We will focus on part b as it includes all method that we can solve a problem related to circle in the co-geom plane.

bi) Find coordinate of G.

Method 1: Circle-line intersection
Recall the equation of C2: $(x-2)^2+y^2=4$
Equation of line BH $y=mx+c$, putting $(0,10), (4,0)$ we get $y=-\frac{5}{2}x+10$.
Putting equation of line BH into equation C2: $(x-2)^2+(-\frac{5}{2}x+10)^2=4$.
By simplification we have $\frac{29}{4}x^2-54x+100=\frac{1}{4}(x-4)(29x-100)=0$. (4,0) is B so x=4 is rejected. Then $x=\frac{100}{29}$, and we can easily get $y=(\frac{100}{29})(\frac{-5}{2})+10=\frac{40}{29}$.

Method 2: (the easiest one) perpendicular line interesection
Observe that OG is perpendicular to BH due to angles in semi-circle,
$m_{BH}=\frac{-5}{2}$, $m_{OG}=-(m_{BH})^{-1}=\frac{2}{5}$. Since OG passes through the origin, $OG:y=\frac{2}{5}x$.
The intersection between line BH and line OG:
$y=\frac{-5}{2}x+10=\frac{2}{5}x$, we can easily obtain $(x,y)=(\frac{100}{29},\frac{40}{29})$.

Method 3: perpendicular line-circle intersection
The intersection between OG and C2 might me a bit easier than intersection between BH and C2:
$(x-2)^2+y^2=(x-2)^2+(\frac{2}{5}x)^2=4$, x = 0 (rej. since it's O) and the same result as before.

Method 4: trigonmetry method
Observe the triangles HOB, HGO and OBG are similar. Let angle GOB = angle HOB be $\theta$ and the coordinate of G is $(OG_x,OG_y)$.
$OG_x=|OG|\cos \theta = |OB|\cos ^2 \theta$, similarly $OG_y=|OG|\sin \theta =|OB|\sin \theta \cos \theta$.
By definition we have $\cos \theta = \frac{10}{\sqrt{116}}$, $\sin \theta = \frac{4}{\sqrt{116}}$, by putting |OB| = 4 we have the same result.

(Note: |XY| is the length of line segment XY.)

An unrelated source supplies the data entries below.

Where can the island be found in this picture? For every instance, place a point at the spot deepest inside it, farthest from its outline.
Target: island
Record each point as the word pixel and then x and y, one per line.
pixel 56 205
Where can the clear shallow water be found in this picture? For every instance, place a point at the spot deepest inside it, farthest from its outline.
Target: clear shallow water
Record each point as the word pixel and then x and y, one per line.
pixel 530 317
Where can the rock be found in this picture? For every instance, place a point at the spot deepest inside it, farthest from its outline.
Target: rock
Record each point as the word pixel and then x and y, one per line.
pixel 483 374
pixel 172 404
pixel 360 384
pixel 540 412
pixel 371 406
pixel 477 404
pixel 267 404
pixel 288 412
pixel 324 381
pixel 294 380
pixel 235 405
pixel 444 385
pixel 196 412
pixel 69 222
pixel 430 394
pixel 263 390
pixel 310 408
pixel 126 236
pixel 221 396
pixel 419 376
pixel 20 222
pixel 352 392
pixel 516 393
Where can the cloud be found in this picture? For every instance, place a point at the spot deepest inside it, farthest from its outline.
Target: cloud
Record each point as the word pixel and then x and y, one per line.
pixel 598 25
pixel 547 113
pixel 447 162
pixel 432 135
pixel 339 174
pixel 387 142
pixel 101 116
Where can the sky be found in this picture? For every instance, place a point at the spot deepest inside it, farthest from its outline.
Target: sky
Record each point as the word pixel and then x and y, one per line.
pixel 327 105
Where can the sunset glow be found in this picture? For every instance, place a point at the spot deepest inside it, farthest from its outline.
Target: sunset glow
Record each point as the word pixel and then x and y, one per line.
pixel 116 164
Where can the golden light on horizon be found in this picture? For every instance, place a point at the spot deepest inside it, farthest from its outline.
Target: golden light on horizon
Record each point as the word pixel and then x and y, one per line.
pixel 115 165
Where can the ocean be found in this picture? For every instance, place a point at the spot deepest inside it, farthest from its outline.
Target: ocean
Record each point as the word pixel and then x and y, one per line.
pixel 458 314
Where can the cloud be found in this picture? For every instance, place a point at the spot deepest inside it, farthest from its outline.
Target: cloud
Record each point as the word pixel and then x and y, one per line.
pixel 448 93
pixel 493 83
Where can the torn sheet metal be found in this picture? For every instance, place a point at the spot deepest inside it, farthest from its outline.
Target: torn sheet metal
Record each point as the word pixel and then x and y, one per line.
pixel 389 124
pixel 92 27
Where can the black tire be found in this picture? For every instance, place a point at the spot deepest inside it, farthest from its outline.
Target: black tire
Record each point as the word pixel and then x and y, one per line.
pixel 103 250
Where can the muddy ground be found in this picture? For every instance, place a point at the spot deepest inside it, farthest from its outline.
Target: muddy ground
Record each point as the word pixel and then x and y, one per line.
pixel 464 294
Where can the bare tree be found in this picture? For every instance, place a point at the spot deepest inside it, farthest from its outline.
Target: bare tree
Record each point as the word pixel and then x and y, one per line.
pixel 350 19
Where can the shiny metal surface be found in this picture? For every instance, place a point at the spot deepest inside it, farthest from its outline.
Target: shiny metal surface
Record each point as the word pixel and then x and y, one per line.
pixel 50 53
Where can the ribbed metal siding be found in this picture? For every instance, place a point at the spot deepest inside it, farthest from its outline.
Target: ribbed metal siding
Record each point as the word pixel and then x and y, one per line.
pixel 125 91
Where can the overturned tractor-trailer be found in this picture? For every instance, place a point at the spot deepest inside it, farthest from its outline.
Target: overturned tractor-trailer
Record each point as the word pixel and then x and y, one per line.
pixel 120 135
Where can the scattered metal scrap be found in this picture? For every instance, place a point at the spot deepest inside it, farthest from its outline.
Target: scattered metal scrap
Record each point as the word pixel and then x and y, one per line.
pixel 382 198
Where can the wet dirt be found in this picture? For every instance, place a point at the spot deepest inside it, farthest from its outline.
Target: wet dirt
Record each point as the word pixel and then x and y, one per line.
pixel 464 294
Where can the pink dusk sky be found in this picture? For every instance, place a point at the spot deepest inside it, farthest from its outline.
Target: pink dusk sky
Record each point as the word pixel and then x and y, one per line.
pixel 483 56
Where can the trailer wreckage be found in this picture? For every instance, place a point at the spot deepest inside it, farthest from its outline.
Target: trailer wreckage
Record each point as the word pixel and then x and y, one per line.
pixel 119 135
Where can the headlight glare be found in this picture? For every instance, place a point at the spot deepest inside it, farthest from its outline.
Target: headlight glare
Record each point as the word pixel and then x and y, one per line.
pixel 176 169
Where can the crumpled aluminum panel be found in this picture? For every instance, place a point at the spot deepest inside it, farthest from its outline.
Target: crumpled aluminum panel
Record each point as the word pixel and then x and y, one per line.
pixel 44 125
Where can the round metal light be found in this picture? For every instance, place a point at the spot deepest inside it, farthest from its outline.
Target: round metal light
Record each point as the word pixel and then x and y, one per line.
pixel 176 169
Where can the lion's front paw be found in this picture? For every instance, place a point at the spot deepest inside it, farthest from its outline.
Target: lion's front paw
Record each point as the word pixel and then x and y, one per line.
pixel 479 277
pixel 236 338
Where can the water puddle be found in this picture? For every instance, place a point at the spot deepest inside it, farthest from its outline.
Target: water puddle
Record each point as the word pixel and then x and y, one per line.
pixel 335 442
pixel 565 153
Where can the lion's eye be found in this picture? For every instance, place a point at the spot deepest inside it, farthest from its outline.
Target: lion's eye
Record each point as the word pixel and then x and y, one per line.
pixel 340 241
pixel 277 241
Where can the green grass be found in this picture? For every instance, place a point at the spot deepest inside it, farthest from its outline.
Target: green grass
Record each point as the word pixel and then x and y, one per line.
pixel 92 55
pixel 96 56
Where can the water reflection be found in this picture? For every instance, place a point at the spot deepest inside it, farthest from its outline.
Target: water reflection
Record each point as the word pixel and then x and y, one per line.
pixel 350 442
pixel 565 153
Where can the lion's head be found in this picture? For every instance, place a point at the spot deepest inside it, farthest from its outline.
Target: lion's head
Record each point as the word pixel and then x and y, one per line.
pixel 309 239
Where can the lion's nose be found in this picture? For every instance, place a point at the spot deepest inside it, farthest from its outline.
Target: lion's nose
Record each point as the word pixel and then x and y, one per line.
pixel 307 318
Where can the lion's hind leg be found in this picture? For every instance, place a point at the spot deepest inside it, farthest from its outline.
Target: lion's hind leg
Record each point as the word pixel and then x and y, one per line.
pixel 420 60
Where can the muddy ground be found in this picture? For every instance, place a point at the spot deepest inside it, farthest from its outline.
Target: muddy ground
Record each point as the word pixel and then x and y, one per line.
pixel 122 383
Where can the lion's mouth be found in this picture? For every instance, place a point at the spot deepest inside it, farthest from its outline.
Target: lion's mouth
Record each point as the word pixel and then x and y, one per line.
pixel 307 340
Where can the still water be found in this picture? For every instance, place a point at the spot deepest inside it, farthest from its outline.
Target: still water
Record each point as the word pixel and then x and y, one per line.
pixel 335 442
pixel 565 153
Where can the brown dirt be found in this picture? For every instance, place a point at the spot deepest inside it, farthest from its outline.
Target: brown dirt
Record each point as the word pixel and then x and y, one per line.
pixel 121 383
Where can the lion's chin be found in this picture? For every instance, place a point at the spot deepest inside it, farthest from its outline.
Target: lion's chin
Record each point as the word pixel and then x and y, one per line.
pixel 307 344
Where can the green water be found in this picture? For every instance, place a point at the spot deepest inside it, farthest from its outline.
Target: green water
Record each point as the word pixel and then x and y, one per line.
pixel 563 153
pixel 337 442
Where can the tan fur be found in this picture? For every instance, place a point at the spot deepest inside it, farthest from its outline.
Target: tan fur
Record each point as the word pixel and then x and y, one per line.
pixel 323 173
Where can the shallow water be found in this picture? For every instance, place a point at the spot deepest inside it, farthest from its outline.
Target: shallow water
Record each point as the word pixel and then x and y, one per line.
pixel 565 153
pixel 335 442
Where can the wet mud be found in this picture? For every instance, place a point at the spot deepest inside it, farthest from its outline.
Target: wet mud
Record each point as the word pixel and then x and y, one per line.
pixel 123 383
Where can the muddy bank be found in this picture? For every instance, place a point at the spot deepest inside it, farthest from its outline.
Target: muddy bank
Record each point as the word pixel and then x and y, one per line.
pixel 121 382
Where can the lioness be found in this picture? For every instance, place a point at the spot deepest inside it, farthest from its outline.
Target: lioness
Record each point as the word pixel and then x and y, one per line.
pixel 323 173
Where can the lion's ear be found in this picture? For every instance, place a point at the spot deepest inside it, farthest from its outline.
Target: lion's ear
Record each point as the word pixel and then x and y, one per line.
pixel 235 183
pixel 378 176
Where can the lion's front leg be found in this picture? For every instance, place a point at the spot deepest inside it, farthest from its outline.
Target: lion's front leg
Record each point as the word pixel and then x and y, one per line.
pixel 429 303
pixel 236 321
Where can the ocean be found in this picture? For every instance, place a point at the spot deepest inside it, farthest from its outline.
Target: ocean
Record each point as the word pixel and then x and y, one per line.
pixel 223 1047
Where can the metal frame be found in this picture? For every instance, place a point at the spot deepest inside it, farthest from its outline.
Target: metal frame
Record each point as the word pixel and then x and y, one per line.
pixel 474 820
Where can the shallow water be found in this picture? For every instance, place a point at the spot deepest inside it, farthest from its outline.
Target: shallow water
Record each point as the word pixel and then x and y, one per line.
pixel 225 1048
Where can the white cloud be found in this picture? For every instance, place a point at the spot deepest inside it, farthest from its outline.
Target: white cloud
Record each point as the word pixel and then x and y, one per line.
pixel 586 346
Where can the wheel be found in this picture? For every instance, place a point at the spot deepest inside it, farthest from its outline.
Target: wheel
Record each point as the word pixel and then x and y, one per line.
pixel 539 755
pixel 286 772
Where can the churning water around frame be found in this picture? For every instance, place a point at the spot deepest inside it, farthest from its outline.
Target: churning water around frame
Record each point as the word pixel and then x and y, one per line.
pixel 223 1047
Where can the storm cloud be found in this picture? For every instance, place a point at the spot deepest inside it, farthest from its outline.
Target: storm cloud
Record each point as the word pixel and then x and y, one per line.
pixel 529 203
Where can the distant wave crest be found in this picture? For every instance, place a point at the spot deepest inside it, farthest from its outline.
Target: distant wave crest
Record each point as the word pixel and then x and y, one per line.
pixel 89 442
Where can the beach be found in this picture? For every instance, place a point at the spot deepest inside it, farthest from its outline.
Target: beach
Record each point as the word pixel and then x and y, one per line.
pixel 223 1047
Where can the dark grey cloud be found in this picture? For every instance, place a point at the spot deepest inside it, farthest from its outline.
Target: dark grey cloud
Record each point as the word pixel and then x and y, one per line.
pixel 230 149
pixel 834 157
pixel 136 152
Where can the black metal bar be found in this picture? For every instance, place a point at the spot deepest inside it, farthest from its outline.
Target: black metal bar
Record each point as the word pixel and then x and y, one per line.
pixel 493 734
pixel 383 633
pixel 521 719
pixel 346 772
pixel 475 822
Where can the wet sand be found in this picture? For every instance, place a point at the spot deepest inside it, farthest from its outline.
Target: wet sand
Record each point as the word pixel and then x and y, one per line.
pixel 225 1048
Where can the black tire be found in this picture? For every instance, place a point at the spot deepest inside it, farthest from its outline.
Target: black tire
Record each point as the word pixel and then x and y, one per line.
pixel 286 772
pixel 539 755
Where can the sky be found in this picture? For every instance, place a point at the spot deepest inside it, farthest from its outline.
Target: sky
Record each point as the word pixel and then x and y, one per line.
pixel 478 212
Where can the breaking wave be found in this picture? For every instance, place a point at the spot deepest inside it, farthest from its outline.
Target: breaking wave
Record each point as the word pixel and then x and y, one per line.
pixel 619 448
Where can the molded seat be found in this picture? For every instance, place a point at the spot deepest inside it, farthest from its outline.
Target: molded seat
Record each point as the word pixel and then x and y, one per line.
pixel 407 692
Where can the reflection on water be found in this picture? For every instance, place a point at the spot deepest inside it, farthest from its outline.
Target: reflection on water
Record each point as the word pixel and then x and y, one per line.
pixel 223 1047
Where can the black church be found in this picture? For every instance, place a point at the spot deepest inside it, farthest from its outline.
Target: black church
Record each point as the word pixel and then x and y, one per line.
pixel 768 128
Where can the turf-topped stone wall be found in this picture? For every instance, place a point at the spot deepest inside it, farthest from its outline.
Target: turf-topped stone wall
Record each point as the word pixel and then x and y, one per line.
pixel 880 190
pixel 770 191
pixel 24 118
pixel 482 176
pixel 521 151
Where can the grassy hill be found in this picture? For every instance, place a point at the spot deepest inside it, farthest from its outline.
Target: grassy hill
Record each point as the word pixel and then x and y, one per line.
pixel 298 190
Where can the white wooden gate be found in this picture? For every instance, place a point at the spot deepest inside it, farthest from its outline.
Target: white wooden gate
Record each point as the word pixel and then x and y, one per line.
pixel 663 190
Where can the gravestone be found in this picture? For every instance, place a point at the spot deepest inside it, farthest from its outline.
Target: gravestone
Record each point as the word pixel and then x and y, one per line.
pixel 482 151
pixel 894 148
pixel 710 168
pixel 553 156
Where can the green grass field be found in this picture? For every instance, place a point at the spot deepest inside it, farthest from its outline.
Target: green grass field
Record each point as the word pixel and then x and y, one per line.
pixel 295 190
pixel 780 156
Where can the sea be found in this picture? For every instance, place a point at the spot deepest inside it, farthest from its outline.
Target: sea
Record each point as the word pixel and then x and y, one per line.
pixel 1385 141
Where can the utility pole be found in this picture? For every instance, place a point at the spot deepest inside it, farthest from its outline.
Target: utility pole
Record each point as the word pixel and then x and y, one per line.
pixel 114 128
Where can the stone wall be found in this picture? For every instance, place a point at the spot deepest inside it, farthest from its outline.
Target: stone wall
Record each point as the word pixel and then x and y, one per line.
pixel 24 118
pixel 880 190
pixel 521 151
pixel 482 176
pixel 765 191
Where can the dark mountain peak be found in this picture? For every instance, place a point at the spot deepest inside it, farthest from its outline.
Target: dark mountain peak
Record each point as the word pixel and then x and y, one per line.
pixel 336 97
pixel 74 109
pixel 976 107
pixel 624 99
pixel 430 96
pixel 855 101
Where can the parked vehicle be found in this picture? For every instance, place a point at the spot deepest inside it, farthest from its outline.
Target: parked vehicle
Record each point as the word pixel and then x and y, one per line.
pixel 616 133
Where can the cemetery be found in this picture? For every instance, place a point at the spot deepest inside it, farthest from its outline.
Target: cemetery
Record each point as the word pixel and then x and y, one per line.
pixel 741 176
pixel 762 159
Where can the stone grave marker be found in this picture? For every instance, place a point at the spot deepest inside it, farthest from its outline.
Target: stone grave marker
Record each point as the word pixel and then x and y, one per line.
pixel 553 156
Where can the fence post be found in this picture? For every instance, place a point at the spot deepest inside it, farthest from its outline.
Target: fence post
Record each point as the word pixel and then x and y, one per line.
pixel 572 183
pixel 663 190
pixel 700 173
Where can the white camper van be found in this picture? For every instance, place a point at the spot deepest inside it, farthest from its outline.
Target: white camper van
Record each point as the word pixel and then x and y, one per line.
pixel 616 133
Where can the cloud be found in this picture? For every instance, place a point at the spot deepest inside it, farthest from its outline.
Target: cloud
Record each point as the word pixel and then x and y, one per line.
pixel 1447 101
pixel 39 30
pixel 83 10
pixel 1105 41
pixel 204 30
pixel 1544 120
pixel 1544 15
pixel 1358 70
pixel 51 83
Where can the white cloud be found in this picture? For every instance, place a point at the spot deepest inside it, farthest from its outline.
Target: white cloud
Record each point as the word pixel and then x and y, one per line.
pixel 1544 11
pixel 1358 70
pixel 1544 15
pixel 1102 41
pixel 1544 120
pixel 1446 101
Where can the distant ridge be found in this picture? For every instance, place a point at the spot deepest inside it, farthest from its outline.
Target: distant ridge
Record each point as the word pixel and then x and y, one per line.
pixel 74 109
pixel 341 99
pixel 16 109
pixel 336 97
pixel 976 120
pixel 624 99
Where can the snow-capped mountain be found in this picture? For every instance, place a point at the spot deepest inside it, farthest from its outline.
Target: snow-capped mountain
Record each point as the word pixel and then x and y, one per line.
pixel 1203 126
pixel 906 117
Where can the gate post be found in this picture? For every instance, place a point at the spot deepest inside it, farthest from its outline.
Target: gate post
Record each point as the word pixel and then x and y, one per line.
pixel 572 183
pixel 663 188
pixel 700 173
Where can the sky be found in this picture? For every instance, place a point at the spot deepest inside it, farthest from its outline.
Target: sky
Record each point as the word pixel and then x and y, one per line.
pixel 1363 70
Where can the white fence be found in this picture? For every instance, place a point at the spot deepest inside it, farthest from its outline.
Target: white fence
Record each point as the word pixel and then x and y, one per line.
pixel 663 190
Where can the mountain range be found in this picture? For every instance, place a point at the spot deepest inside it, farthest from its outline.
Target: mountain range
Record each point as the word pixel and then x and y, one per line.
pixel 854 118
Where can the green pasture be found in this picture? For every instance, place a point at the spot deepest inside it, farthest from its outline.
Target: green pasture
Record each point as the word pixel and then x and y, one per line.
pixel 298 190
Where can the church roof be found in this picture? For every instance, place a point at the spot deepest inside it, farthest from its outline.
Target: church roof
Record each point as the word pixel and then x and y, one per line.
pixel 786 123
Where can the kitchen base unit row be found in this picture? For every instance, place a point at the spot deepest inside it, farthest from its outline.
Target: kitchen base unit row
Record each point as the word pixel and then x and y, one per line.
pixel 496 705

bii) Find the equation of circle:

Method 1: general equation of circle
Assume the equation is $(x-x_0)^2+(y-y_0)^2=r^2$.
Putting point A and B we have $x_0=-1$, therefore the equation becomes $(x+1)^2+(y-y_0)^2=r^2$ and $25+y_0^2=r^2$.
Putting $(x,y)=(\frac{100}{29},\frac{40}{29})$, we have $(\frac{100}{29}+1)^2+(\frac{40}{29}-y_0)^2=r^2=25+y_0^2$
After a bunch of complex calculation (ugly number), we have $(x_0,y_0,r^2)=(-1,-1.2,26.44)$, therefore $(x+1)^2+(y+1.2)^2=26.44$ is the desired equation.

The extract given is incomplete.